Saída de João Doria sela a morte lenta, gradual e segura do PSDB

Matheus Pichonelli

Sao Paulo's former Governor Joao Doria announces his withdrawal of the pre-candidacy for the presidency for the national elections, in Sao Paulo, Brazil May 23, 2022. REUTERS/Carla Carniel
O ex-governador e agora ex-tucano João Doria. Foto: Carla Carniel/Reuters
Como um relógio parado, João Doria poderá dizer aos netos que os ponteiros de suas escolhas políticas acertaram ao menos duas vezes na vida. Uma delas foi quando idealizou a primeira vacina a ser aplicada no país e forçou um presidente negacionista a correr em busca de um imunizante para chamar de seu.

A segunda foi quando anunciou, nesta quarta-feira (19/10), a saída do PSDB. Doria não tinha mais o que fazer no partido que, como lembrou em sua postagem de despedida, já teve em suas fileiras nomes como Franco Montoro e Mário Covas — José Serra e FHC, também citados, são os remanescentes. A supressão dos créditos finais de Aécio Neves, Eduardo Leite e Rodrigo Garcia, os herdeiros do espólio, não é à toa.

“Com minha missão cumprida, deixo meu agradecimento e o firme desejo de que o PSDB tenha um olhar atento ao seu grandioso passado em busca de inspiração para o futuro”, escreveu o ex-governador, como se dissesse, com outras palavras, que o PSDB é um partido com um grande passado pela frente. E fim.

A saída do PSDB não anula o erro que Doria cometeu ao deixar a Rodrigo Garcia o governo do estado de São Paulo. Doria deveria ter concorrido à reeleição. Mesmo que ela se desenhasse uma batalha mais árdua do que foi em 2018.

Mesmo diante da rejeição que colou nele em razão das medidas duras de distanciamento adotadas durante a pandemia, ele teria chance, e tempo de exposição na propaganda de TV, para explicar que não agiu como agiu porque era um sádico líder político em busca de diversão às custas dos pobres trabalhadores paulistas, mas porque as pessoas estavam morrendo sem vagas em hospitais por conta de um vírus que assolava o mundo inteiro, e não só os planos para a economia em V de Paulo Guedes.

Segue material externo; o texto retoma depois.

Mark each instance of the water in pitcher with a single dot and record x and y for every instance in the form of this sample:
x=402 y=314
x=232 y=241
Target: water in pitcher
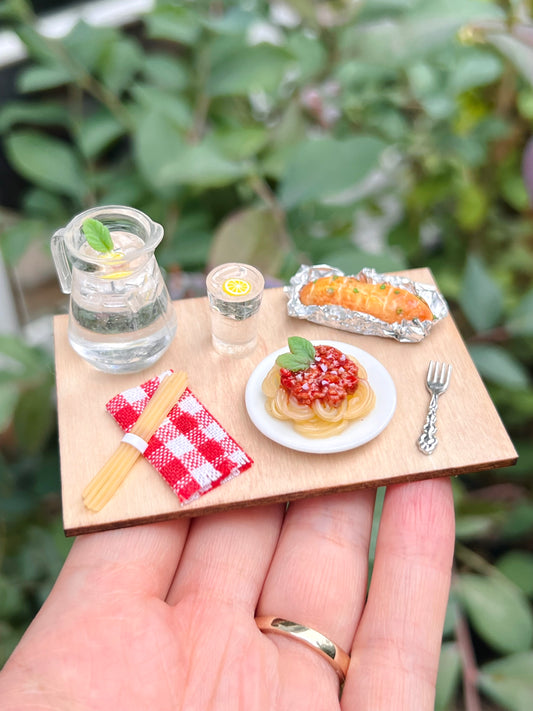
x=119 y=315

Teria sido uma eleição no mínimo mais didática do que a que discute agora se o carioca candidato em São Paulo vai instituir ou não o dia da pizza com catchup.

A vacina já seria um trunfo suficiente para Doria pelo menos botar um pé no segundo turno. Tarcísio de Freitas (Republicanos) teria chances contra um candidato que tinha o que mostrar e outro que já tinha concorrido à Presidência pelo PT? Talvez. Mas as chances de o preposto de Jair Bolsonaro (PL) despontar como despontou em um estado que mal conhece seriam certamente reduzidas. Ele foi beneficiado pelo fato de ter no páreo uma nulidade com o carisma de uma parede chamada Rodrigo Garcia.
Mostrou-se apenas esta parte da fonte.